Aufwertung im Kreis 3: Droht Meyer's und Co das baldige Aus?

Das Immobilienunternehmen Ledermann aus dem Seefeld hat in den letzten Jahren mehrere Objekte im Kreis 3 aufgekauft. Darunter auch ein Areal gegenüber dem Lochergut, auf dem die Meyer's Bar untergebracht ist. CEO Manuel Itten sieht hier eine Chance, «städtebauliche Akzente zu setzen».

(Foto: Steffen Kolberg)

«Die Meyer's Bar zwischen der Tram-Haltestelle Lochergut und der Ausgehmeile Langstrasse ist legendär», schreibt sogar Zürichs offizielle Tourismus-Organisation in ihrem Online-Reiseführer zuerich.com. Und auch wenn solche Werbe-Verlautbarungen mit Vorsicht zu geniessen sind: Es stimmt schon, dass diese Kneipe im Eckhaus zwischen Badener- und Meinrad-Lienert-Strasse einen ganz besonderen Flair hat. Hört man sich unter den Gästen um, so bestätigen diese: Das Meyer's ist ein zentraler Treffpunkt für die Quartierbewohner:innen, eine Art letzte Bastion in einer Umgebung, die sich in den letzten Jahren stark verändert hat. Die nahe Weststrasse, für 40 Jahre eine der grossen Verkehrsachsen durch die Stadt, wurde 2009 für den Durchgangsverkehr gesperrt. Seither steckt die Gegend rund um das Lochergut in einem rasanten Aufwertungsprozess.
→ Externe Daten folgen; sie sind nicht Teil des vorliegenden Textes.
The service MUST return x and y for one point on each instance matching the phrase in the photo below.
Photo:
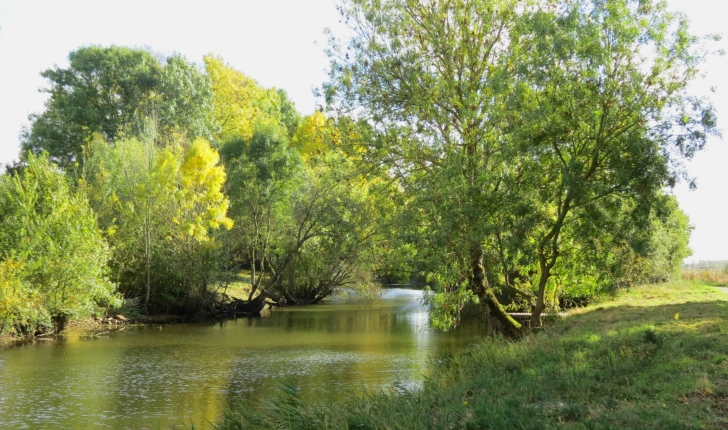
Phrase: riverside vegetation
(513, 155)
(656, 357)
Und dieser ist in absehbarer Zeit noch nicht zu Ende: Der im letzten Jahr vom Volk angenommene Richtplan Siedlung hält in der näheren Umgebung Platz für zwei potentielle Grünflächen-Grossprojekte frei: Eine Überdachung der Gleise an der Seebahnstrasse mit einer Parkanlage sowie die Umwandlung der Sihlfeldstrasse in eine begrünte Fussgänger- und Velo-Magistrale. Sollte auch nur eines der beiden Projekte realisiert werden, würde das die Attraktivität des Quartiers sicher nochmals stark befeuern.
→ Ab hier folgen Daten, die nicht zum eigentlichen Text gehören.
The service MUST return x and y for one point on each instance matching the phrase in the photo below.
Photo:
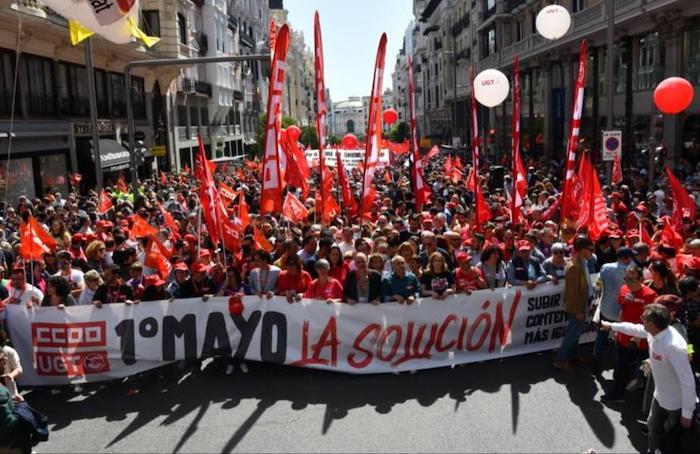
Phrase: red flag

«Seefeldisierung» am Lochergut?

«Wir können uns vorstellen, dass sich das Gebiet in den nächsten Jahren durchaus interessant entwickelt», findet auch Manuel Itten. Er ist CEO der Ledermann Management AG. Das von Urs Ledermann gegründete Unternehmen hat sich vor allem im Seefeld einen Namen gemacht, wo es sich früh auf die hochwertige Sanierung von Altbauten spezialisierte und inzwischen auch verstärkt Ersatzneubauten realisiert. Als wichtiger Akteur der «Seefeldisierung», also der Gentrifizierung im Kreis 8, ist Ledermann dort nicht unumstritten: Gerade Bewohner:innen günstiger Altbauwohnungen fürchten, dass das Unternehmen ihr Gebäude kaufen und eine Luxussanierung durchführen könnte, wie unsere Seefeld-Recherche im Frühjahr gezeigt hat.
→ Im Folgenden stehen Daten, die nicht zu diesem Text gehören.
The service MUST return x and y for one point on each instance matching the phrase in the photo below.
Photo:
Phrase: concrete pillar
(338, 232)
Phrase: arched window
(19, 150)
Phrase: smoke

In Ledermanns Portfolio findet sich inzwischen auch die Badenerstrasse 219, in der das Meyer's untergebracht ist. Und nicht nur das: Auch die benachbarte Badenerstrasse 217 sowie die Badenerstrasse 211, in der sich früher der Fotoladen Ernst befand, gehören dem Unternehmen. Eine Anfrage beim Grundbuchamt ergibt, dass ausserdem die Badenerstrasse 213 sowie die Meinrad-Lienert-Strasse 18 inzwischen der Ledermann Entwicklung AG gehören. Die fünf Immobilien wurden alle zwischen 2016 und 2020 erworben und bilden ein zusammenhängendes Areal, das sich ideal für einen Ersatzneubau anbieten würde.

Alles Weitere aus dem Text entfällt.